In a triple-negative breast cancer model animal study conducted by CNPharm, the combination treatment of the chemotherapeutic agent docetaxel and the niclosamide-based metabolic anticancer drug showed 67% greater anticancer effects compared to the docetaxel-only treatment group. Additionally, in a three-month animal toxicity study of the oral niclosamide-based metabolic anticancer drug, the blood concentration at the NOAEL (No Observable Adverse Effect Level) of niclosamide was 7,888 ng/mL, and cancer cell proliferation was found to be reduced by 50% at a concentration of less than one-tenth of NOAEL level (65~654 ng/mL) in in vitro study, confirming the drug’s safety. The niclosamide-based drug is an oral medication offering convenience and ease of administration.

ADM Korea plans to conduct clinical trials combining existing treatments with the oral niclosamide-based metabolic anticancer drug for all terminal cancer patients who have developed resistance to existing anticancer drugs. Initially, in August, ADM Korea will submit an IND to the Ministry of Food and Drug Safety of the Republic of Korea for a clinical study combining hormone therapy and the niclosamide-based metabolic anticancer drug in prostate cancer patients resistant to hormone therapy. ADM Korea received a proposal for this combination therapy clinical study from a domestic prostate cancer expert in mid-May. ADM Korea decided to conduct the clinical trial on prostate cancer patients first, as the number of prostate cancer patients is steadily increasing, there is no suitable treatment for patients resistant to hormone therapy, the clinical trial period for prostate cancer is relatively shorter (taking about four weeks), and higher therapeutic effects compared to other cancers can be expected.
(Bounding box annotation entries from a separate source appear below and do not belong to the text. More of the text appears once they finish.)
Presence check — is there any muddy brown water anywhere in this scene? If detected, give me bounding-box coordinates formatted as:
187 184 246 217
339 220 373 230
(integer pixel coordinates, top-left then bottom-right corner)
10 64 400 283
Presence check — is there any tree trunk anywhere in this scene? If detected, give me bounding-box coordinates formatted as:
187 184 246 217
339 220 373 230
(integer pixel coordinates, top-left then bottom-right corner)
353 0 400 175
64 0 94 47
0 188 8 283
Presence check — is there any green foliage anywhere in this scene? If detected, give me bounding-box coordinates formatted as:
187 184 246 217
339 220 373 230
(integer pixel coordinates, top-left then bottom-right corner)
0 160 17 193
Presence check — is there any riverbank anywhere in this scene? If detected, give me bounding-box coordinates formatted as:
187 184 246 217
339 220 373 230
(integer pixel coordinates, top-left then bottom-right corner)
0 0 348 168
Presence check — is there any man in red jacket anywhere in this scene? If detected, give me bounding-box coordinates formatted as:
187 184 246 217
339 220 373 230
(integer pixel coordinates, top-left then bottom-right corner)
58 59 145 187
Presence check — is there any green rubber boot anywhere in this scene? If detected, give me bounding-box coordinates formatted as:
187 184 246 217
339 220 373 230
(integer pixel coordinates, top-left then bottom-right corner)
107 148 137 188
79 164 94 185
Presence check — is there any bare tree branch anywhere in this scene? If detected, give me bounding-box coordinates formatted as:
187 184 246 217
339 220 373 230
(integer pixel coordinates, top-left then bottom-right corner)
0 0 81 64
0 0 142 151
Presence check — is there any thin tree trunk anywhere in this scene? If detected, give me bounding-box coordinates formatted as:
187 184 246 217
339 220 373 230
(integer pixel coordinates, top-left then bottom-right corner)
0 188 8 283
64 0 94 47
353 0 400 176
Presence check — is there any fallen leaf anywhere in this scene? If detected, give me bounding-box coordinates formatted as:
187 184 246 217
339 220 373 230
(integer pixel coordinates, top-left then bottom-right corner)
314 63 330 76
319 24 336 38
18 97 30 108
According to a recent paper published in the Lancet, the number of prostate cancer patients worldwide is expected to more than double from 1.4 million in 2020 to 2.9 million in 2040. The global prostate cancer market is predicted to reach approximately 29.8 trillion KRW by 2025.

Combining niclosamide with existing anticancer treatments is expected to solve the problem of drug resistance, significantly enhancing the effectiveness of anticancer therapy compared to single-agent treatments, and drastically improving the quality of life for cancer patients.

Vice President of ADM Korea Jin Geun-woo said, "The clinical trial is designed to verify the safety and efficacy of combining niclosamide-based metabolic anticancer drug and hormone therapy in prostate cancer patients over four weeks by observing PSA levels. According to Clinical Cancer Research article {20.12 (2014)}, in animal models with tumors resistant to secondary hormone therapies for prostate cancer, enzalutamide alone reduced tumors by only about 5%, while the combination of niclosamide and enzalutamide resulted in a tumor reduction of about 72%. The niclosamide-based metabolic anticancer drug will mark a historic turning point in prostate cancer treatment."